While the Columbia campus quietly anticipated the arrival of Ethiopian Prime Minister Meles Zenawi, outside the gates, dueling protests faced off on Broadway.
Wielding horns and drums, a large crowd had gathered outside Pinnacle by early afternoon to support Zenawi, the divisive figure who was scheduled to take the podium at Columbia’s World Leaders Forum. Meanwhile, a rival protest against the prime minister led a demonstration on the other side of 115th Street, many of whose participants called him a dictator who stole elections and crushed free speech.
The gathering of Zenawi supporters, often chanting loud enough to be heard across the campus, said they were there to stand up for the prime minister’s improvements to the country’s infrastructure and economy.
The occasion drew buses of native Ethiopians from all over New York, as well as D.C., Ohio, and Boston.
Anteneh Desta traveled from Arlington, Va., to protest Zenawi. He said that Zenawi “promised freedom from the leaders of the previous government” when he was running for office 20 years ago, but “introduced ethnic division in his rule. He divided the country into nine different ethnic groups. Things are becoming worse and worse. There is no freedom of speech. All the journalists have fled out of the country.”
He and others gathered outside Morton Williams supported jailed opposition leader Birtukan Mideksa, instead.
Dereje Alemeu appeared to have the longest commute—he flew in from Ethiopia to “oppose and shame on Columbia” for inviting a prime minister that he says runs the country in an unjust and undemocratic way.
On the other side of the street, Weldu Reda spoke favorably of Zenawi. “He is intelligent. He is the number one administration in Africa. He makes a lot of differences.
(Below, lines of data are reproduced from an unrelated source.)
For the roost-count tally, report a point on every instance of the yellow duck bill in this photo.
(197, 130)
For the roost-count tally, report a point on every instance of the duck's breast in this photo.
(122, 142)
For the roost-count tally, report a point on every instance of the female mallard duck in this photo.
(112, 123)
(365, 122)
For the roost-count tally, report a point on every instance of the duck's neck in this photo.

There is a grown economy, all democratic, it is peaceful.”
He then rejoined the people around him in chanting “We love Meles Zenawi.”
Shouts of “Viva Zenawi!” were audible as the prime minister’s supporters sang “Agarachin Ethiopia,” a call-and-response chant with a pulsing drumbeat.
“The song supports the development of the country. It is a song to move forward,” Mulugeta Wedge, who lives in West Harlem, said.
Tizzy Giordano came up from D.C. to provide the beat for the supporters. But Giordano isn’t steeped in African politics; she was hired by the Ethiopian Embassy to drum, she said.
While Giordano brought music, Girma Segni, a student currently studying at Marist College, brought a poster covered in photographs of those that had been killed or permanently injured: “Some of them were my childhood friends, some in elementary school. They were shot by the police because they were protesting government policy,” he said.
Back on campus, Zelalem Dawit, a first-year School of Engineering and Applied Science graduate student from Ethiopia, was walking by Lerner when he spotted two posters advertising the speech on a nearby a bulletin board. He turned around and ripped both down.
“I don’t think he [Zenawi] will even need to use his question-evading skills that much, because I don’t expect the students here to know the reality of the situation,” Dawit said. “He is supported by the American government. In terms of aid, in terms of moral support, in terms of military aid. I don’t expect Columbia to know what he is really like, so they can’t ask the pertinent questions.”
“He’s been in power for 20 years. You can’t call that a democracy,” Dawit added.
Sara Elemayehu said she couldn’t believe the school had invited Zenawi to speak.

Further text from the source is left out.